I know I posted this quote in support of basic science research recently, but given the circumstances this week I feel it bears repeating:
“None of the most important weapons transforming warfare in the 20th century- the airplane, tank, radar, jet engine, helicopter, electronic computer, not even the atomic bomb- owed its initial development to a Doctrinal Requirement or request of the military.”
John Chambers, ed. The Oxford Companion to American Military History (New York, Oxford University Press, 1999 p. 79.)
Today the NIH announced the release of its new strategic plan to combat obesity. The Task Force that developed the recommendations was composed of researchers, health care professionals, and the public and was chaired by the Directors of NHLBI, NIDDK, NICHD, and NCI.
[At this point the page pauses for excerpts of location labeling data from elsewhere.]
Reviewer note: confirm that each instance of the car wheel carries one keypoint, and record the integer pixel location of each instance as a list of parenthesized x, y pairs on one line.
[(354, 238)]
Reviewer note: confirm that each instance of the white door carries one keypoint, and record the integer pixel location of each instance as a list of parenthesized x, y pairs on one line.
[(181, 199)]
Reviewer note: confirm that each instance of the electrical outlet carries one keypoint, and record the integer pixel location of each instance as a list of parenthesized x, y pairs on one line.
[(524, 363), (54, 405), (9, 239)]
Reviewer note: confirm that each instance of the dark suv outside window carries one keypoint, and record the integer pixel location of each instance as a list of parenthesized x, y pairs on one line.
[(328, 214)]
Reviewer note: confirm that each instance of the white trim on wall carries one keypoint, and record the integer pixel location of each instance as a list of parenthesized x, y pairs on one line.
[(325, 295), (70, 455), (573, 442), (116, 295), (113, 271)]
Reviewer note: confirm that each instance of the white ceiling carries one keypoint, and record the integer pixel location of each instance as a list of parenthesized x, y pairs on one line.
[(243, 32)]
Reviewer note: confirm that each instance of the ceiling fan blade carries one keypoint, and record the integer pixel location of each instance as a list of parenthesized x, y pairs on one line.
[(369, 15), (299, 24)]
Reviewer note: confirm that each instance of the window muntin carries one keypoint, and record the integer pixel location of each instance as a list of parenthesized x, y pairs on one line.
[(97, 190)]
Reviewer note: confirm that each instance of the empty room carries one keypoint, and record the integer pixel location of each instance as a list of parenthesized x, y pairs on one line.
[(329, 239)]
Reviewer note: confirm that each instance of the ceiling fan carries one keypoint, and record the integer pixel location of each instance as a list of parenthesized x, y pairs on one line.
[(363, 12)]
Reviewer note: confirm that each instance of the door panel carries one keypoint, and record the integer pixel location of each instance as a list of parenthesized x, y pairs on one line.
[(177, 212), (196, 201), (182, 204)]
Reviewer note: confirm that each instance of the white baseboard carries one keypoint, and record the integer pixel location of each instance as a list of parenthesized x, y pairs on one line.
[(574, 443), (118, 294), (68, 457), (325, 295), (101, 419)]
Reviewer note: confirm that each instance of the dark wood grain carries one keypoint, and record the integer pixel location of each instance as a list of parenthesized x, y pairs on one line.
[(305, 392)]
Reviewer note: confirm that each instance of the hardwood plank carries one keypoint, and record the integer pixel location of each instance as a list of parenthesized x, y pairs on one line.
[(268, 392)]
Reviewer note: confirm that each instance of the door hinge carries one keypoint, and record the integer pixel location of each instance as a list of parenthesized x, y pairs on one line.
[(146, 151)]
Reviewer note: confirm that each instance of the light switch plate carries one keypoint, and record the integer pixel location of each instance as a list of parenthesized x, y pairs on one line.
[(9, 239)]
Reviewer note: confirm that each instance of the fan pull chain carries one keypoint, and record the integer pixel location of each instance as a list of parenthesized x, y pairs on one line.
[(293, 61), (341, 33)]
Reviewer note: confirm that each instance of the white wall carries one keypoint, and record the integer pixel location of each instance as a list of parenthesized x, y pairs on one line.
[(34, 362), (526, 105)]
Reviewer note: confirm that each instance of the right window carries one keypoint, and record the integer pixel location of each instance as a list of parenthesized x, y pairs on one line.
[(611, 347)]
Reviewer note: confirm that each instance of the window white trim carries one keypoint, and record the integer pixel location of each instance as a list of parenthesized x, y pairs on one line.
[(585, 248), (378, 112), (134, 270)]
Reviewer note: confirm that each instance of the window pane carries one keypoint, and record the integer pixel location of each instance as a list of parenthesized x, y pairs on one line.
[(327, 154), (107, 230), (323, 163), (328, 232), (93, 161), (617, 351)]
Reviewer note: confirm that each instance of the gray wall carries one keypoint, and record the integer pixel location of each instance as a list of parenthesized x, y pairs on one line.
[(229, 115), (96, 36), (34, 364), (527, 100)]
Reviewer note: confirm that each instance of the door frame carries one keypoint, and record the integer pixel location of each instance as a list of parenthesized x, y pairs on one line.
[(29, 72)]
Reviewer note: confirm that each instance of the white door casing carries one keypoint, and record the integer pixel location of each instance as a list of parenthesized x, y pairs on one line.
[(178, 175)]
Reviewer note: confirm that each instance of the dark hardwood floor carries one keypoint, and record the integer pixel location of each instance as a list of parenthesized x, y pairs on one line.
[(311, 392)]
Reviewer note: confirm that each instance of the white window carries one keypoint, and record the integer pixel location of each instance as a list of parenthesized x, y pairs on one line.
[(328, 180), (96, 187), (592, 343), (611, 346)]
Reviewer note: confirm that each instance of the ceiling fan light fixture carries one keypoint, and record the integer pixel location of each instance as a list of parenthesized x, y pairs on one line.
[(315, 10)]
Task Force recommendations include prioritizing research to:
· discover key processes that regulate body weight and influence behavior
· understand the factors that contribute to obesity and its consequences
· design and test new approaches for achieving and maintaining a healthy weight
· evaluate promising strategies to prevent and treat obesity in real-world settings and diverse populations
· use technology to advance obesity research and improve healthcare delivery
NIH’s first strategic plan for obesity was released in 2004 under Elias Zerhouni. In FY2010, NIH spent $824M on research to reduce the prevalence of obesity and its health consequences. Look for that funding level to continue even with budget cuts looming on the horizon, as NIH continues to commit itself to what is arguably the number one public health crisis in the country. One-third of adults in the US and 17% of children are obese. The most prevalent, deadly, and costly diseases in the US—heart disease, type II diabetes, and many cancers—are directly related to obesity.
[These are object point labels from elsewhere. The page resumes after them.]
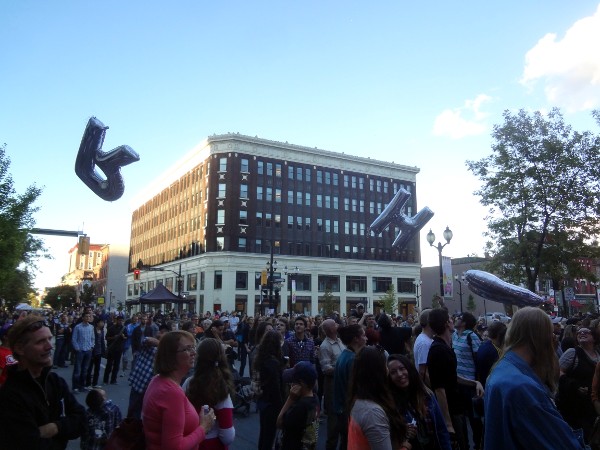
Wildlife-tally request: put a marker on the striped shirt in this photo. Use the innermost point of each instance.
(465, 357)
(83, 337)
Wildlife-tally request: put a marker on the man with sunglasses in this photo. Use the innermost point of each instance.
(37, 410)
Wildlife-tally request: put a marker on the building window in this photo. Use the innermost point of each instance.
(356, 284)
(192, 282)
(218, 279)
(241, 280)
(331, 282)
(381, 284)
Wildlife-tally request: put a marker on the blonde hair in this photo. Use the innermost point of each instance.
(531, 329)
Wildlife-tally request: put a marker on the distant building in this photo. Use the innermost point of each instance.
(216, 218)
(103, 266)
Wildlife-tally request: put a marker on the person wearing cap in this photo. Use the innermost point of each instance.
(37, 409)
(298, 417)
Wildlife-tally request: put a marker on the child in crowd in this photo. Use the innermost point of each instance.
(102, 417)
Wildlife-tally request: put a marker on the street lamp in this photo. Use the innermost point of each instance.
(418, 284)
(459, 280)
(291, 274)
(431, 240)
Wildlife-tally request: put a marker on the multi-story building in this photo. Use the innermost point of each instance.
(217, 217)
(101, 266)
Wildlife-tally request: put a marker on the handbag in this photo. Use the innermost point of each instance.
(129, 435)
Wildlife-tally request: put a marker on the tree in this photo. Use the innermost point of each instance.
(328, 302)
(388, 301)
(18, 248)
(542, 186)
(471, 306)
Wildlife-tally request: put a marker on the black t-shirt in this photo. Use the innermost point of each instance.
(441, 366)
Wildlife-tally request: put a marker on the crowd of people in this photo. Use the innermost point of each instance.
(425, 382)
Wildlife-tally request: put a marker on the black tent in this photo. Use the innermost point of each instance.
(158, 296)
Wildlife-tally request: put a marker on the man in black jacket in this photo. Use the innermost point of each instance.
(37, 410)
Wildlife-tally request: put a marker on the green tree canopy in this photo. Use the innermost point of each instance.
(18, 248)
(542, 186)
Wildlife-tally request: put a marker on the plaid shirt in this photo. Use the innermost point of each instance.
(100, 425)
(300, 350)
(140, 376)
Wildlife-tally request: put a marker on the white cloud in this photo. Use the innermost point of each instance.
(461, 122)
(569, 67)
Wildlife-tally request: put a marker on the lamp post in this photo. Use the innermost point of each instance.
(459, 280)
(440, 247)
(291, 274)
(418, 284)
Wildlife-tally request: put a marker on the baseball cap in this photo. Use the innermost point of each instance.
(303, 371)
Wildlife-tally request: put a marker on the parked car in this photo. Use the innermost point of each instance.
(492, 317)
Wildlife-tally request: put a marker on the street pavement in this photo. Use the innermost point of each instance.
(246, 428)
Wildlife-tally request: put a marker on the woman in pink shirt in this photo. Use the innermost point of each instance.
(170, 420)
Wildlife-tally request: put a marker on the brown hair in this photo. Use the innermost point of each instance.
(166, 356)
(20, 332)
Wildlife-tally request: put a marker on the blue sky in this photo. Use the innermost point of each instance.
(417, 84)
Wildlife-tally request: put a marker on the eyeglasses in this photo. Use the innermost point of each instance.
(35, 326)
(189, 349)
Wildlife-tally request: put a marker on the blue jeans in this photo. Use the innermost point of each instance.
(82, 362)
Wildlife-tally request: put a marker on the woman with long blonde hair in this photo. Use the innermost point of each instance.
(519, 407)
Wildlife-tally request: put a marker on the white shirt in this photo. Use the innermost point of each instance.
(421, 349)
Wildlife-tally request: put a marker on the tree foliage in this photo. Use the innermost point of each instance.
(17, 246)
(542, 186)
(388, 301)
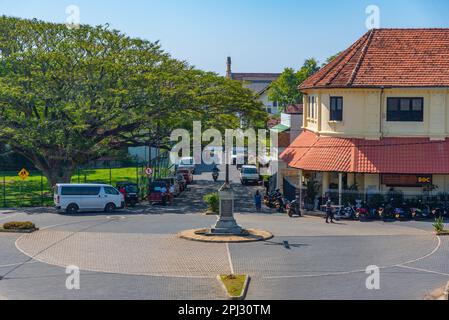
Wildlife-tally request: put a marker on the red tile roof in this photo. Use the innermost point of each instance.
(273, 122)
(390, 155)
(295, 109)
(389, 58)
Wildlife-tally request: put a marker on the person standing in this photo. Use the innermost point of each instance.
(164, 192)
(172, 193)
(329, 211)
(258, 201)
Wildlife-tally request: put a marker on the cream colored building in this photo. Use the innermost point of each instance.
(378, 116)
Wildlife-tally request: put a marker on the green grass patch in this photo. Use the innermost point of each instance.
(234, 284)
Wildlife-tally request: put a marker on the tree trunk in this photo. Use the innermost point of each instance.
(60, 174)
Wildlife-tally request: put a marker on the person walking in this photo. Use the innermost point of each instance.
(258, 201)
(329, 211)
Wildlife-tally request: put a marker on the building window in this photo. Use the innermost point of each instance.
(405, 109)
(313, 107)
(336, 109)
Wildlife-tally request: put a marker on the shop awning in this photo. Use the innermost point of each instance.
(313, 152)
(280, 128)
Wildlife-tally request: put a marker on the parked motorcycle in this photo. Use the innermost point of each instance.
(294, 208)
(366, 214)
(271, 200)
(402, 213)
(423, 212)
(346, 213)
(387, 213)
(440, 211)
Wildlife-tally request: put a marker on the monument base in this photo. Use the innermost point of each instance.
(226, 224)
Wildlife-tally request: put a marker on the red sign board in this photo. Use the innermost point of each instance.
(407, 180)
(149, 172)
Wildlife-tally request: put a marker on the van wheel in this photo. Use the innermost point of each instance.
(72, 209)
(110, 208)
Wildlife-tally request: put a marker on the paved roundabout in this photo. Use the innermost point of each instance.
(306, 258)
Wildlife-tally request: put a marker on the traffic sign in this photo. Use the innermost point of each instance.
(149, 172)
(24, 174)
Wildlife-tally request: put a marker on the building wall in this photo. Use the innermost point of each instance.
(365, 113)
(269, 105)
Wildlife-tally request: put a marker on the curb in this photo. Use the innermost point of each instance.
(18, 231)
(446, 292)
(244, 291)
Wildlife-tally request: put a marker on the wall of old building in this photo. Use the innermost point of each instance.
(365, 113)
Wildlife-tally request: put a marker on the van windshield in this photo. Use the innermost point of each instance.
(186, 162)
(80, 191)
(250, 171)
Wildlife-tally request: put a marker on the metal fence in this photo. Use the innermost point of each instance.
(36, 191)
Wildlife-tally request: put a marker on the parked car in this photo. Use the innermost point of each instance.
(187, 163)
(171, 181)
(156, 195)
(181, 181)
(73, 198)
(131, 192)
(188, 175)
(249, 174)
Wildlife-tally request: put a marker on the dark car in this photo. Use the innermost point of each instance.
(131, 192)
(155, 195)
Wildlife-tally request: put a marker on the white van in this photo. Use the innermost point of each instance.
(249, 174)
(72, 198)
(187, 163)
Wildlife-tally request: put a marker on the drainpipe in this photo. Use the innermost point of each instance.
(381, 119)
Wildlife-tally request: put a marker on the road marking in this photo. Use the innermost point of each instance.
(16, 264)
(424, 270)
(230, 258)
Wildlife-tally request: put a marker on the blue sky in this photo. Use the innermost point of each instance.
(260, 35)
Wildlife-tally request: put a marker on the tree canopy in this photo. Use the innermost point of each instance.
(285, 88)
(69, 96)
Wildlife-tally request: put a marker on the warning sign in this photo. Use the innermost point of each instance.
(24, 174)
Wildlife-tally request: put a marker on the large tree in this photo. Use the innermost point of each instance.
(285, 88)
(69, 96)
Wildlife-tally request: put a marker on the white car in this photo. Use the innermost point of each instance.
(187, 163)
(249, 174)
(73, 198)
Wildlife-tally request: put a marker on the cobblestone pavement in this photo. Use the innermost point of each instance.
(136, 255)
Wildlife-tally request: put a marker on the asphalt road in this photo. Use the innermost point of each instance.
(135, 254)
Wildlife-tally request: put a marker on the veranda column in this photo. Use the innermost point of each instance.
(340, 189)
(300, 189)
(326, 181)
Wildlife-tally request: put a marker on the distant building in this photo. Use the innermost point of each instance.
(257, 82)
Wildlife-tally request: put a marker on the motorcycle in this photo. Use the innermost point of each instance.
(215, 175)
(440, 211)
(271, 200)
(346, 213)
(294, 208)
(368, 215)
(423, 212)
(281, 204)
(387, 213)
(402, 213)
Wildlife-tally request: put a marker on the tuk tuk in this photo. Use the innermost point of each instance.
(155, 193)
(171, 181)
(131, 192)
(188, 175)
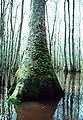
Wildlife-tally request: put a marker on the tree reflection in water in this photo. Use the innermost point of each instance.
(70, 106)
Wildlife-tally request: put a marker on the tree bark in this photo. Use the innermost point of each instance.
(36, 79)
(65, 55)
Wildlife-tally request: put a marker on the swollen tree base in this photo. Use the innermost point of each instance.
(31, 90)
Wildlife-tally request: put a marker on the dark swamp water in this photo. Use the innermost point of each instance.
(70, 107)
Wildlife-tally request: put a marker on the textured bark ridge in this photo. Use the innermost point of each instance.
(36, 79)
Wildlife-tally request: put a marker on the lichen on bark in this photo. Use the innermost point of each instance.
(36, 75)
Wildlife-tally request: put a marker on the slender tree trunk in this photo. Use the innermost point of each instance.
(36, 79)
(79, 35)
(69, 35)
(73, 48)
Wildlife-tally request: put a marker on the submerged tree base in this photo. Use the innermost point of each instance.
(36, 90)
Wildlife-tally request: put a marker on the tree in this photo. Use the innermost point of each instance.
(69, 35)
(73, 48)
(35, 77)
(65, 55)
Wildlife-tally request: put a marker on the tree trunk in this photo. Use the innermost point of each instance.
(73, 69)
(65, 55)
(69, 35)
(36, 79)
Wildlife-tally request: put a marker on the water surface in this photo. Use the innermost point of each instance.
(70, 107)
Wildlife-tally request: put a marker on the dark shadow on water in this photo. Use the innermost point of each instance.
(70, 107)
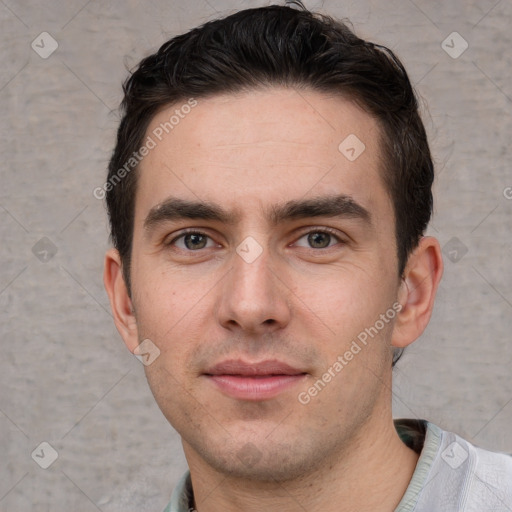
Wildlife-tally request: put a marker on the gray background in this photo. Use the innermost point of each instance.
(65, 375)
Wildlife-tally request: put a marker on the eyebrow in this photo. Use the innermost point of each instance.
(173, 209)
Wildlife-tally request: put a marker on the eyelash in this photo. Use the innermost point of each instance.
(327, 230)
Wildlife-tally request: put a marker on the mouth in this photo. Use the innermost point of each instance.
(254, 381)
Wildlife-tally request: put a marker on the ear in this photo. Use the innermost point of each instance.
(417, 291)
(120, 301)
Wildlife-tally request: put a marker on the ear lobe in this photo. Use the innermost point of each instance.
(417, 291)
(120, 302)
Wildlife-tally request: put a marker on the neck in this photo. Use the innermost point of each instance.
(371, 474)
This topic is near and dear to my heart (I trained as a ballet dancer, have been a runner for years, and am writing this blog upon returning from a Pilates class.) By choice, many of my grant and policy clients are exercise physiologists and I have a satisfying, ongoing business association with the American College of Sports Medicine, an organization for which I have a great deal of respect. I am delighted to see NIH reaffirm its commitment to this troubling area.